Small Business Finance News
Popular Small Business Economic Recovery Programs Set To Expire In September
Written by Tim Morral
Congressional deadlock may cause two successful SBA programs to expire in late September, further limiting funding options for many U.S. small business owners.
The deadlock in Washington is having a real world impact on the lives of many Americans -- and if Congress doesn't act soon, it could have a devastating effect on recovery funding programs for U.S. small business owners.

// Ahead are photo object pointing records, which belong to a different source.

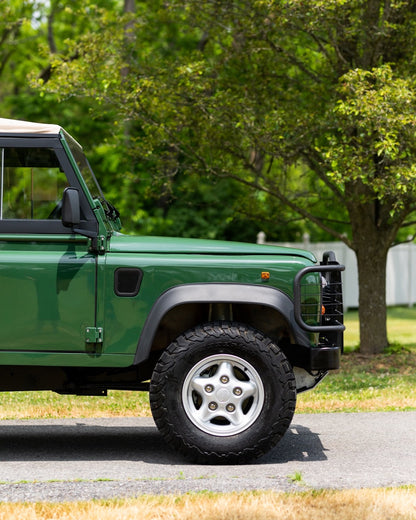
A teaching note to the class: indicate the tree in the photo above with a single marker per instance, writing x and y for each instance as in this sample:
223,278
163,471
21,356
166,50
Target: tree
310,102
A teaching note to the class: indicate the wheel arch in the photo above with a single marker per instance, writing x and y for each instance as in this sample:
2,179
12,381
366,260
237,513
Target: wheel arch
187,305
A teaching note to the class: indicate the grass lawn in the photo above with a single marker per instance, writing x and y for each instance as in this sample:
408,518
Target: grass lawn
378,383
383,382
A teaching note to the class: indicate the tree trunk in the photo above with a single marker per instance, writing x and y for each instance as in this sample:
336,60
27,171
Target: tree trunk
372,301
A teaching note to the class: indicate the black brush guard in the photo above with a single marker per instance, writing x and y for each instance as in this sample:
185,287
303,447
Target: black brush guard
328,324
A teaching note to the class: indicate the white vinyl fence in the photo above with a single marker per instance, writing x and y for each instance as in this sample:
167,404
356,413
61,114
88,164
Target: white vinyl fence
401,269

Unless Congress passes extensions, two SBA lending programs will expire in late September. The refinance provision of the SBA 504 loan program gives small businesses the ability to refinance commercial mortgages, securing longer loans terms and below-market fixed rates. The other program, the First Mortgage Lien Pooling (FMLP) program, allows lenders to re-sell portions of SBA 504 loans, which increases lenders' liquidity and capacity to offer new small business loans.

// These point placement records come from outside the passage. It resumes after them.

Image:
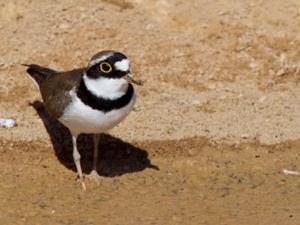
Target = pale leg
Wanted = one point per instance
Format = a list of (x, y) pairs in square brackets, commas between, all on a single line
[(94, 175), (76, 157)]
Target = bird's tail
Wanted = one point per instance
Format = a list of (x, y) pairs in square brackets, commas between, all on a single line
[(38, 74)]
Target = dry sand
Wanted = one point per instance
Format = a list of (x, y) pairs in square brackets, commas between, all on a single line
[(218, 115)]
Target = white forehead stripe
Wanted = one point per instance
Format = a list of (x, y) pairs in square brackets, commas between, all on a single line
[(122, 65), (97, 60)]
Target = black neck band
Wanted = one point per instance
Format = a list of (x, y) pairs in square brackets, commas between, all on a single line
[(103, 104)]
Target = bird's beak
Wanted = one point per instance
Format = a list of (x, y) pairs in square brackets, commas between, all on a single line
[(129, 78)]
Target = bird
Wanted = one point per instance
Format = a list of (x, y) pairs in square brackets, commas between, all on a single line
[(88, 100)]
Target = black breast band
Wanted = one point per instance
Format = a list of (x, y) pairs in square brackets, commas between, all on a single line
[(103, 104)]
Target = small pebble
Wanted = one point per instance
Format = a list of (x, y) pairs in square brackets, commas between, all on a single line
[(7, 123)]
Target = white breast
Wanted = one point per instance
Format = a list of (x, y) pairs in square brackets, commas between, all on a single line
[(81, 118)]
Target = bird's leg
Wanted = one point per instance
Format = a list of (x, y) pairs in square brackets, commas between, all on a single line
[(94, 174), (76, 157)]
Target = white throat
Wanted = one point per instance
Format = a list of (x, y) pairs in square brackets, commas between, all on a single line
[(106, 87)]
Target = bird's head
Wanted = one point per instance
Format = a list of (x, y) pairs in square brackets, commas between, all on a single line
[(112, 65)]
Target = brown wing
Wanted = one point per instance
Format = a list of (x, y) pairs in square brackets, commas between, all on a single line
[(55, 90)]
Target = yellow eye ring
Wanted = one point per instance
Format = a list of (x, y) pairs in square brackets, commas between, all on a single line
[(105, 67)]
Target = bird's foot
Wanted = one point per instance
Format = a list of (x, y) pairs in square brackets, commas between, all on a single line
[(82, 184), (95, 176)]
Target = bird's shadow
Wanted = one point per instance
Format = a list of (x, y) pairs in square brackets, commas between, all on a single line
[(116, 157)]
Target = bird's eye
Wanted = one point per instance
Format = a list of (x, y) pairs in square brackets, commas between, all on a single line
[(105, 67)]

The SBA 504 refinance and FMLP were largely responsible for increases in the volume of SBA loans during 2011 and 2012. SBA data shows that SBA 504 refinance loans represented approximately 15 percent of all SBA 504 loans during Q1 2012 and 21 percent of all SBA loaned dollars. Currently, approximately 15 percent of all SBA loans are FMLP loans.
"These two threatened initiatives significantly expand the benefits of SBA 504 financing for small businesses in the U.S. at a time when our economy needs businesses to grow and create jobs," said Chris Hurn, CEO of Mercantile Capital Corporation.
Government-backed loans to small businesses are a primary source of capital for many entrepreneurs. Increased regulatory concerns have tightened the commercial credit market in recent years. Without access to SBA lending programs -- including the programs that are slated to expire -- many companies and small organizations would be forced to close their doors.
"The FMLP program has become the only viable financing source for assisted living facilities, daycares, auto repair shops, restaurants and hotels because conventional lenders generally won't finance these types of properties," said Hurn. "Dozens of small business owners we've worked with this year wouldn't have been able to get funding without one or both of these programs."